Director: Clint Eastwood.
Cast: Tom Hanks, Aaron Eckhart, Laura Linney.
The Moustached Middle Distance Staring Competition was in full swing.
IT’S an odd truth of filmmaking, but sometimes incredible true stories don’t make for incredible films.
Case in point is Eastwood’s take on the extraordinary “Miracle On The Hudson” – the 2009 incident in which Captain Chesley "Sully" Sullenberger and First Officer Jeffrey Skiles lost both engines of their A320 Airbus over New York but managed to land safely on the Hudson River, saving the lives of the 155 people on board.
It was a stunning feat that instantly saw Sullenberger labelled a hero.
Hanks gives a great performance as Sully, portraying him as an unremarkable man thrust into a remarkable situation. His 40 years of piloting experience helped him handle a daring water landing, but it didn’t prepare him for the media circus and investigation that followed.
There are some nice moments in this film, such as when Sully finds out all 155 people have survived, and some good conversations between he and Skiles (a subtle performance from Eckhart), but on the whole, the film is a mess.

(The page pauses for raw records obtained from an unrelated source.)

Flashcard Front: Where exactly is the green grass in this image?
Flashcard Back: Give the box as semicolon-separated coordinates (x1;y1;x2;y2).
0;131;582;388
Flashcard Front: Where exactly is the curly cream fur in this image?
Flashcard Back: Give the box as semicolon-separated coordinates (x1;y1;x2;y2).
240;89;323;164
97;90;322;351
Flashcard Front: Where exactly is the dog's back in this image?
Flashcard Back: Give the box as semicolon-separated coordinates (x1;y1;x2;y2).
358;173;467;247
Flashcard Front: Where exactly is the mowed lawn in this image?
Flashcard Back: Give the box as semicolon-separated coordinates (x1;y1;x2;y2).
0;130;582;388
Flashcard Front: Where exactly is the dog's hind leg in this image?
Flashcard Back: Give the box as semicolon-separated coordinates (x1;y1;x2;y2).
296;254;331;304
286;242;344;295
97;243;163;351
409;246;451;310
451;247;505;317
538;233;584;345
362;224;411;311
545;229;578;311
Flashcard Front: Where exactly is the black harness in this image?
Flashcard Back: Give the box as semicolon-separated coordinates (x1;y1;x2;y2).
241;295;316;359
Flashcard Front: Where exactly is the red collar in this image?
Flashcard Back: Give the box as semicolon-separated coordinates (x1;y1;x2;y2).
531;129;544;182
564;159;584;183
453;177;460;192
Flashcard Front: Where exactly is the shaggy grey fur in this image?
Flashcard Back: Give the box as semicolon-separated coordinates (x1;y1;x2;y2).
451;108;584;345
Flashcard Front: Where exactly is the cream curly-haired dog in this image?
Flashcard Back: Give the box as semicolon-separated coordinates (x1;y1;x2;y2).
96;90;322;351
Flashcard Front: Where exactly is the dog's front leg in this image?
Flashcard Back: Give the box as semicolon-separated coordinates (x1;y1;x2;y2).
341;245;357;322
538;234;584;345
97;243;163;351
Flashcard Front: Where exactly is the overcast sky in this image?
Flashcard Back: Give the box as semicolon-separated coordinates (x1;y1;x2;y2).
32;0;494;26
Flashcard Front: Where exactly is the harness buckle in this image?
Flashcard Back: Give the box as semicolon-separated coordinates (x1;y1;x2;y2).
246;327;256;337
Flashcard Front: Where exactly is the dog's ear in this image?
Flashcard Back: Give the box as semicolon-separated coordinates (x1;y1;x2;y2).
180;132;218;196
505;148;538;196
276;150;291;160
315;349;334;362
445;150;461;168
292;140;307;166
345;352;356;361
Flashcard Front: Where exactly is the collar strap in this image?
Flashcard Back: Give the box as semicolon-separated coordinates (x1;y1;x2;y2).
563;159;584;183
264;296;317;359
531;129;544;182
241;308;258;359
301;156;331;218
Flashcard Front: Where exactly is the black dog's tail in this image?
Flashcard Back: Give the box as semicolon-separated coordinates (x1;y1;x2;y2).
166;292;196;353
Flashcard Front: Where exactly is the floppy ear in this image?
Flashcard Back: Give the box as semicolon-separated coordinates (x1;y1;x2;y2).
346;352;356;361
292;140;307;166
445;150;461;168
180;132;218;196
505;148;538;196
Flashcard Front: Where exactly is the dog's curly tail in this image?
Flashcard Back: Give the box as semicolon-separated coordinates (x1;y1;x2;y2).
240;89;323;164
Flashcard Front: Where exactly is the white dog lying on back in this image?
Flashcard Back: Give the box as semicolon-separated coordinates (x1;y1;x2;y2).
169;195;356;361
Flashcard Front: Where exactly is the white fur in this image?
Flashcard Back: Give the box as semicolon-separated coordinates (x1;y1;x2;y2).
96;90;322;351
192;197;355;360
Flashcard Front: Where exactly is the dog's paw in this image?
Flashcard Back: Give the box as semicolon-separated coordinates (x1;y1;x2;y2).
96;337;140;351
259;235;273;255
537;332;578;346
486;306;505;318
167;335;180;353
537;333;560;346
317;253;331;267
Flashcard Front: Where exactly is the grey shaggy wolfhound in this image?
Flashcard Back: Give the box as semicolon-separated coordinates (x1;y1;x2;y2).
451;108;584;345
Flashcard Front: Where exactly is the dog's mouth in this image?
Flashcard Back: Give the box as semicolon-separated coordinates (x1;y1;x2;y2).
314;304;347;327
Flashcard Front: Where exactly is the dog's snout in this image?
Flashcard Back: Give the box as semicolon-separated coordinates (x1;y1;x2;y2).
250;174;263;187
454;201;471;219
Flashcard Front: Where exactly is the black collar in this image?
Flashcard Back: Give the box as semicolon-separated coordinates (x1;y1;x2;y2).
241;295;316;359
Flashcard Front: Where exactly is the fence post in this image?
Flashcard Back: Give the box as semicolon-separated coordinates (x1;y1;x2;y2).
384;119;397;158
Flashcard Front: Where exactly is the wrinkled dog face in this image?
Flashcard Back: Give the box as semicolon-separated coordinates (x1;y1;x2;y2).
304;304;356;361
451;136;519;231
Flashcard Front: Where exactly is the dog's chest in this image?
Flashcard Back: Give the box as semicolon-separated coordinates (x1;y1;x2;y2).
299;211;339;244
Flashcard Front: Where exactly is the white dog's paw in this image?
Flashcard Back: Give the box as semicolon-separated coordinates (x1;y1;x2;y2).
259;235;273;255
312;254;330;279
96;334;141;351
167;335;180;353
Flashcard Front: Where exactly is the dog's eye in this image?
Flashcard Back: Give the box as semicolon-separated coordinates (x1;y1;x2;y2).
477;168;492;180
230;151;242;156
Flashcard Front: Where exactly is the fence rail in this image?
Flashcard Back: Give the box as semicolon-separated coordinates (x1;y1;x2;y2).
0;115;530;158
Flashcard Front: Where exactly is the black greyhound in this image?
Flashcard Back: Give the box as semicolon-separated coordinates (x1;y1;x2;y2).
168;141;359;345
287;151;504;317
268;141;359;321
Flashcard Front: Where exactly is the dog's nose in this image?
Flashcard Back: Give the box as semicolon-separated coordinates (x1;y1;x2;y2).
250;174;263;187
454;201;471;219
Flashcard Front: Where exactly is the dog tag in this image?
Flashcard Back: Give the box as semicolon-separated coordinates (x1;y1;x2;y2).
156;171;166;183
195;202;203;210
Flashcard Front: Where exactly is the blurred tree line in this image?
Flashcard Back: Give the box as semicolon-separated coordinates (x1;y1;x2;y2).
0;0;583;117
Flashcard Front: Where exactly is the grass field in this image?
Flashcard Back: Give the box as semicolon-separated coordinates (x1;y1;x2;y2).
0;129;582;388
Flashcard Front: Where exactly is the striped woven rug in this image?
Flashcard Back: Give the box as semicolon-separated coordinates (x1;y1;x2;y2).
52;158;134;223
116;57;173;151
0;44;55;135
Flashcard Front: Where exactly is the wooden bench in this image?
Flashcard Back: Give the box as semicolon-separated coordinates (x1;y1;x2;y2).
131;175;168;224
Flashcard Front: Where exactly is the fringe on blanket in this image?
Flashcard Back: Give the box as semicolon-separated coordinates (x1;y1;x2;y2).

Despite being just 96 minutes long, there is a lot of padding going on. We watch the crash-landing, which is admittedly spectacular, twice in full (as well as three simulations of it, and a couple of nightmarish alternate versions). Such repetition is unnecessary and increasingly boring. There is also a sense of repetition in many of the conversations – phone chats between Sullenberger and his wife (Linney) either add nothing to the film or go over old ground.
In and around the crashes, the timeline is thrown around like luggage in turbulence. We go to before the crash, during the crash and after the crash with seemingly no rhyme or reason, stripping any rhythm from the film.
It seems as though Eastwood and his editor Blu Murray have done everything they can to avoid what happened to Robert Zemeckis’ Flight, which started with an incredible airplane crash sequence but struggled to reach those dramatic heights (pardon the pun) again for the rest of the film. Eastwood and Murray’s solution is to stick the crash in the middle and again at the end, but then throw the rest of the movie around them in a jarring manner.
The lack of focus and flow is distracting. When we do finally see the crash in its entirety for the first time, it comes mid-conversation, taking us out of one scene for about 20 minutes before dumping us back where we were. It’s anything but smooth.
Equally graceless is the film’s attempt to find a source of tension and antagonism to drive the drama. Sadly this comes in the form of the ludicrous investigation that follows, which tries to argue Sullenberger could have made it back to an airport and was therefore reckless in attempting a water-landing. While the investigation really happened, the plotting is idiotic (particularly the courtroom-style ending) and feels insincere. It may be true (the film is based on Sullenberger’s own autobiography) but it plays out as anything but.
With no convincing dramatic tension, Sully ultimately fizzles out and feels long despite it short run-time, surviving largely on the good graces of Hanks’ performances, the crash itself, and the occasional warm-and-fuzzies the Miracle On The Hudson generates.